No-one can fault the new 1.5 for economy. Thanks to things such as cylinder deactivation, it delivers up to 58.9mpg, which is the Extra Urban number. A more realistic average is somewhere between the 38.2mpg and 48.7mpg for the Urban and Combined cycles. The car left me showing 43mpg which is outstanding for a petrol engine in a vehicle of this size. If there was a touch more torque, the DSG would have spent more time in higher ratios, improving things even further, I suspect.
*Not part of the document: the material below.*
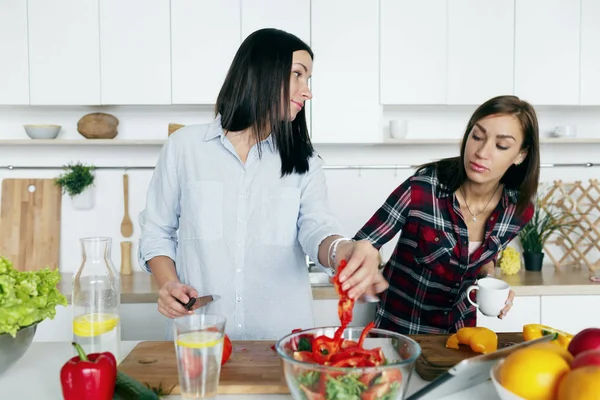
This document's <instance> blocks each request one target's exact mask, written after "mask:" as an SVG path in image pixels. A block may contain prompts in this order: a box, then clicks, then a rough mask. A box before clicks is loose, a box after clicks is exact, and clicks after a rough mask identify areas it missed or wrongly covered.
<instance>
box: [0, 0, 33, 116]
mask: <svg viewBox="0 0 600 400" xmlns="http://www.w3.org/2000/svg"><path fill="white" fill-rule="evenodd" d="M27 50H28V47H27V0H4V1H2V2H0V54H2V58H3V60H4V61H3V62H1V63H0V104H19V105H26V104H29V55H28V54H27Z"/></svg>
The Arteon made available for testing was in Elegance specification. That's one of two model grades in the UK market, the other being R-Line. A base trim which exists in Germany is not offered here.

Pricing before options starts at a very reasonable GBP31,885. That includes the dual-clutch gearbox but owners can instead choose a six-speed manual alternative with this engine. That also applies to the 150PS 2.0 TDI and 190PS TDI. As for 4Motion all-wheel drive, that is standard-fit for the most powerful diesel and petrol engines.

As spacious as a Superb

Anyone who prefers petrol-power in their Arteon has a compelling new alternative to the TDIs and 2.0-litre petrol variants.

Things which really set this car apart from its few contemporaries include the styling, a vast capacity for luggage (563 litres, and lifting the boot carpet revealed a spare tyre), and an almost incredible amount of rear leg room. Some of these things I have spoken more about in a review of the 2.0 TSI so won't repeat them here.

One thing which differs on the Arteon I most recently drove was the very welcome improvement of electric assistance for the tailgate, even if it's an option. Disappointingly though, there is still no wash-wipe for the back window. Also, a reversing camera would be better than the beeps plus lines on the infotainment screen which change colour as the bumper closes in on stationary objects.

Conclusion

With the new engine, the Arteon makes a strong case for spending less than GBP32,000, even if many might prefer to pay a bit more and instead take a TDI and its additional 150Nm. The 1.5 TSI Evo though, delivers on its promise, as the package of a 137mph top speed, 0-62mph in 8.9 seconds (with DSG) and CO2 emissions of 131g/km shows. Anyone who prefers or has to have petrol-power in their Arteon has a compelling new alternative to the costlier 2.0-litre petrol and diesel variants.